Be sure to share your thoughts in the comments below and share your results via Instagram @hhfreshfishco.
This recipe makes 6 servings or maybe 4 large ones :).
- Better Than Bouillon (to taste)—I use the organic vegetarian one, but there’s a chicken version too. Substitute for stock or broth of choice.
- ½ cup heavy cream - You can use a full cup if you want a thicker soup
- 1.5 lbs fish or seafood of choice - I remove any skin and cut fish in large chunks (smaller chunks will break apart when stirring). Salmon and halibut are perfect for the job, but any firm white fish will do. I love to use a mix of salmon and halibut or one of the fish and scallops. If your fish is frozen, no problem- throw them in as is and cook for a couple of extra mins.
- 1 large celery root - Cut off top and bottom, peeled & cubed. If you don’t want to use this or can’t find it at your grocery store, use 2 stalks of celery instead.

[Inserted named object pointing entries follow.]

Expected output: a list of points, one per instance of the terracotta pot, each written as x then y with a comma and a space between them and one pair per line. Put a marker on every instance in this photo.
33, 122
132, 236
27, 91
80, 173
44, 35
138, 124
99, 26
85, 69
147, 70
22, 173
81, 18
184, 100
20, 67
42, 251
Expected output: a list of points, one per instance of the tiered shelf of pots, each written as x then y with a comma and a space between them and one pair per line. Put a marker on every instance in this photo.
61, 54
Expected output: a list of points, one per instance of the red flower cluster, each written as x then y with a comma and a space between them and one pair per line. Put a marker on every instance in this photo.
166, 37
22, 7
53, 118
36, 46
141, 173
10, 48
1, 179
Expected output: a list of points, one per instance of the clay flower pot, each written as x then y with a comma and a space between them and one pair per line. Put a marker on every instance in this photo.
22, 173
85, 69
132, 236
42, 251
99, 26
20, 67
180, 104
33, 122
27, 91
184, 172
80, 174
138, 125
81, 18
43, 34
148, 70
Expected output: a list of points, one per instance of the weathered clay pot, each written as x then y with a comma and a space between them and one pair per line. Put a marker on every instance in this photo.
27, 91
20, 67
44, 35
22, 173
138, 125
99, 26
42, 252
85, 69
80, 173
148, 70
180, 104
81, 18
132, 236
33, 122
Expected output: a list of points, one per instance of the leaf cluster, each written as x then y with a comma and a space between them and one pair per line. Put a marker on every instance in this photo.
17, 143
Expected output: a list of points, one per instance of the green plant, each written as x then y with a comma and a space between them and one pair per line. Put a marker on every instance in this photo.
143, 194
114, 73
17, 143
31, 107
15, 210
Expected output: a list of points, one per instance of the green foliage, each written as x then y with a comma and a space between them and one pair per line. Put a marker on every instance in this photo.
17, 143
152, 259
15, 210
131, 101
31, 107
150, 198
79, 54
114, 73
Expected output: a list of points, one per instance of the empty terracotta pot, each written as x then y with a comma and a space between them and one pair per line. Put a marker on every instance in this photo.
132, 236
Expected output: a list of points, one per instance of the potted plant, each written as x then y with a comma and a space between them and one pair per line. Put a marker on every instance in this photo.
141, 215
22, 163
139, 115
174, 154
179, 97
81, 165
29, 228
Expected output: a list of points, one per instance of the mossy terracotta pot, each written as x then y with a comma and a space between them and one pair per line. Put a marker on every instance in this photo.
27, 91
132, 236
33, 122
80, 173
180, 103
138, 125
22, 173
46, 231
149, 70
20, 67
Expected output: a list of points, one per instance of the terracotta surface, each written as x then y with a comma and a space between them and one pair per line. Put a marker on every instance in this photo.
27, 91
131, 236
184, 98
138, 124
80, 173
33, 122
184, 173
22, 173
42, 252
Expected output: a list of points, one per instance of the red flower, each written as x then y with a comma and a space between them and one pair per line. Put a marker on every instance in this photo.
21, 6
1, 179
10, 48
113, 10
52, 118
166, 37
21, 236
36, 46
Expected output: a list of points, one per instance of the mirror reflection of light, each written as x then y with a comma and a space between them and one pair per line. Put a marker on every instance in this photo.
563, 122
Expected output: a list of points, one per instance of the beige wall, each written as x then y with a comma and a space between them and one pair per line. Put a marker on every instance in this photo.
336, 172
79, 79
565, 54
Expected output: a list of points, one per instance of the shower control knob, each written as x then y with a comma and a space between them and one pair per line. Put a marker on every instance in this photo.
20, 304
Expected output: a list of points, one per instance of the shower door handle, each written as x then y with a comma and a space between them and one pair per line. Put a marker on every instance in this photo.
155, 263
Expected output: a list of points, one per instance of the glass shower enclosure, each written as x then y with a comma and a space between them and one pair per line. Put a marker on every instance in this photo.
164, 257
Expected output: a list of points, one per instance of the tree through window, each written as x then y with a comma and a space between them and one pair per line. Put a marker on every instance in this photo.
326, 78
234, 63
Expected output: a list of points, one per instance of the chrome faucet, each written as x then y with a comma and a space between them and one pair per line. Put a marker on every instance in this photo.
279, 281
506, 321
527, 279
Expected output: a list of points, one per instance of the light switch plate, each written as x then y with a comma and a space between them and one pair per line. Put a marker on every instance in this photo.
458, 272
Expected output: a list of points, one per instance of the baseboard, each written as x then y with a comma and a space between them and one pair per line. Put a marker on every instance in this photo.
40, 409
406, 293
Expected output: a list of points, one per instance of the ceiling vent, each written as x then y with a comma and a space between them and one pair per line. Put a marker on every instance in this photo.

- 2 large carrots - Peeled & cubed
- 1 medium white onion - Diced largely
- 1 Yukon potato - Peeled & diced
- 6 cloves garlic - Mince. Leave out if you don’t like garlic.
- 1 leek as large as you can find - Chop both white and green parts in thin rings
- 1 bunch dill—chopped finely. This flavor is a game-changer to the soup! Save a tad to top the soup.
- Cracked pepper - to taste
- Lemon - Mix into the soup AFTER done cooking everything else. Otherwise, you could have anti-fun times with citrus and heavy cream curdling.